ESPN has dropped its plans to do a story about Kevin Emerick, the former Montana State University-Northern women's basketball coach.

After dispatching a reporter and producer to Havre to cover the controversy surrounding Emerick and his players' boycott, ESPN editors decided not to use any of the 450 minutes of taped interviews.

"At this point, it's dead on the vine," said Jeff Ingalls, the ESPN producer assigned to the story.

Several factors led to ESPN dropping the project, which was to appear on the Emmy Award-winning sports-news program "Outside the Lines." The story had been scheduled to air in late February on the Sunday show.

ESPN wanted to reshape the focus of the story, and delve deeper into Emerick's background at previous coaching jobs. That didn't pan out.

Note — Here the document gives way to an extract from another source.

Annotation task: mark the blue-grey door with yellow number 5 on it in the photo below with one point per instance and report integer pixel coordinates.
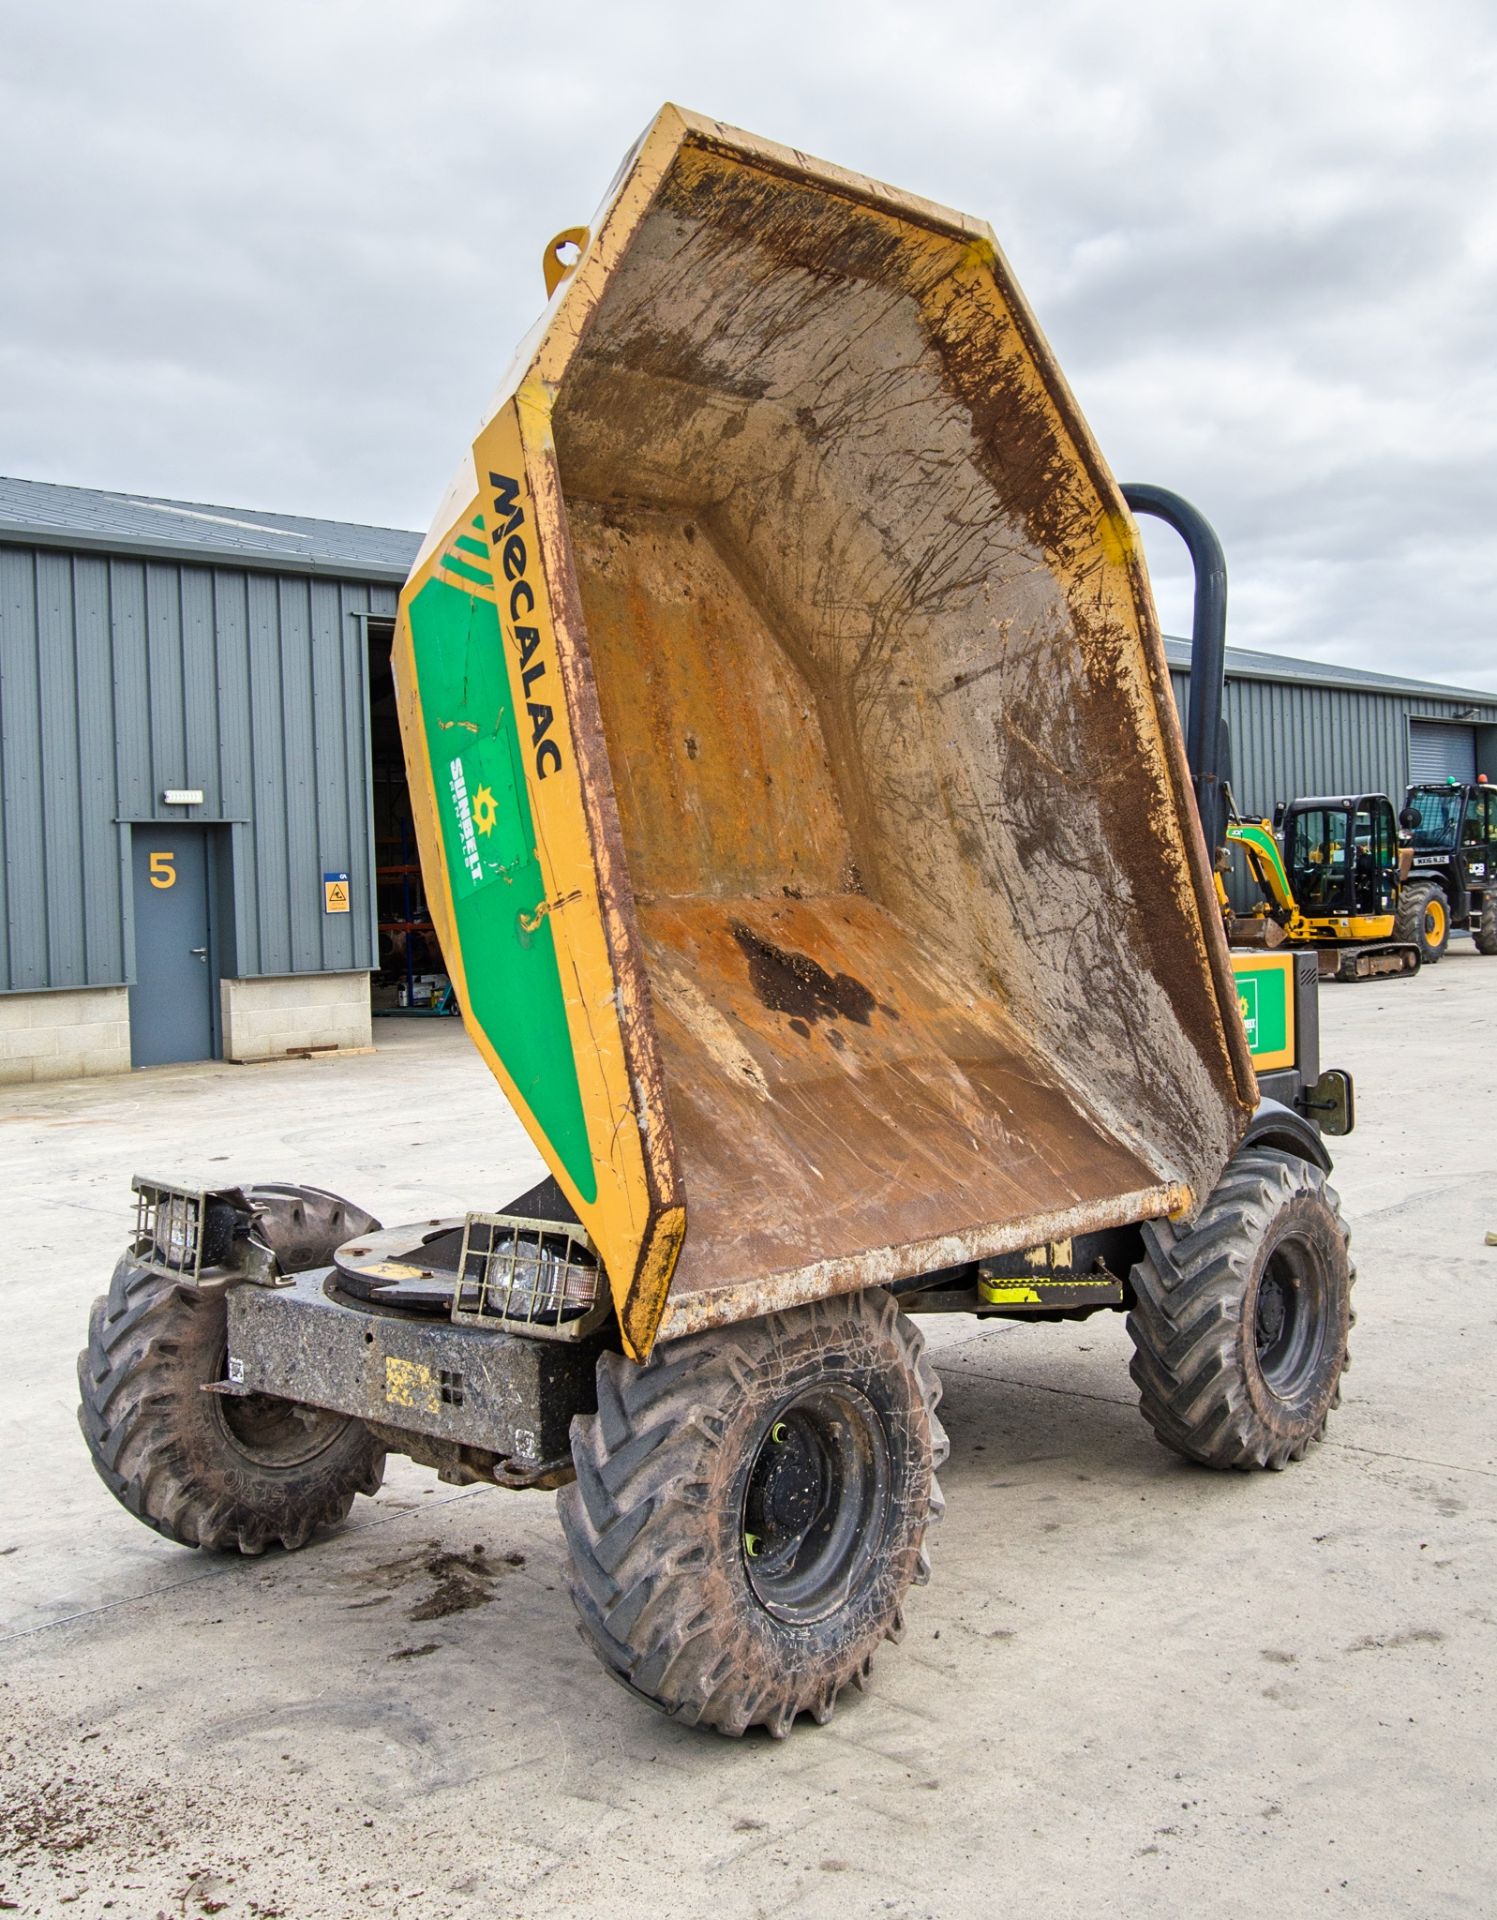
(176, 978)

"We did some more investigation on his past, and I don't think we found enough hard and true evidence to take that route," Ingalls, an ESPN producer since 1993, said. "It was a lot of hearsay."

Higher-profile projects, Ingalls added, also pulled the focus from the Emerick piece, not to mention the fact that the Skylights' season has already concluded.

"This isn't the first time I've worked on something that didn't touch the air," Ingalls, 35, said. "That's not unusual."

Ingalls and ESPN reporter Scott Walker arrived in town Feb. 12, just in time to catch the Skylights' first practice under interim head coach Mike Erickson. During their stay, they filled 15 separate 30-minute tapes with interviews with nine people close to the situation. They spent three days reporting on the story in Havre.

Emerick, Skylights assistant coach Joan Steffen, and Emerick's girlfriend, Anna Fabatz, were interviewed at the TownHouse Inns, where the ESPN team stayed. Four Skylights, along with athletic director Ted Spatkowski and Chancellor Alex Capdeville, answered questions in front of ESPN cameras in the MSU-N gymnasium.

The team mutiny initially lured ESPN assignment editors to the story. But Ingalls and Walker soon discovered its multi-layered facets.

"It was definitely a strong interest, because of the fact that the entire team walked out on him, and the fact that he went to the courts to get his job back," Ingalls said. "Throw in Anna and there were a lot of titillating aspects to it, that's for sure."

Capdeville suspended Emerick with pay Dec. 12 for maintaining a personal relationship with a student, the 22-year-old Fabatz. Emerick sued to regain his job and was reinstated until the state Supreme Court ruled against him. That decision came a week after Emerick's players requested his removal and refused to play for him on the grounds of verbal and psychological abuse.